Java programs that rely on the GC to find / close file handles are
non-portable and (IMO) broken. A portable program cannot depend on
the GC running soon enough to get around a problem with running
out of file descriptors. Indeed, it cannot even reliably cause the
VM to run the garbage collector, because the VM is allowed to treat
a call to java.lang.System.gc() as a "hint" ... and ignore it.
[For the record, Kissme is currently implemented to only respect
calls to java.lang.System.gc() when it is launched with the "-gc"
command line option.]
> What I think should be tested is whether a program can open lots of
> files. And that the systems notices that stale file handle resources can
> be removed so that a program can keep opening files if needed. (As long
> as there are no large number of life file handles open at the same
The trouble is that you cannot write a portable / reliable testcase for
this.

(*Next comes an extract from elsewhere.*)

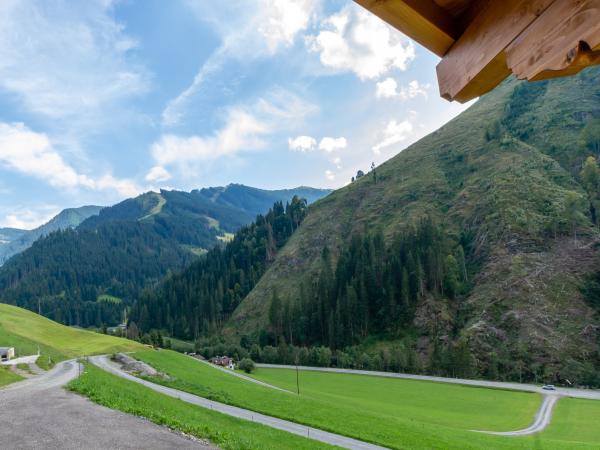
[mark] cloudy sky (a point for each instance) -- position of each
(101, 100)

Even if you could, I do not believe that a Java VM should be
required to be able to run programs that leak file descriptors like this.
> Since I have seen multiple systems get this wrong in various ways I want
> to have an explicit test for this situation. It might be that this test
> does not simulate a real world program correctly, so if there are
> alternatives I would like to hear them instead of just deleting the test
> since some systems fail it.
I think the solution is to test for behaviour that is not required by
the Java 'specification' in a VM-specific test suite ... not in Mauve.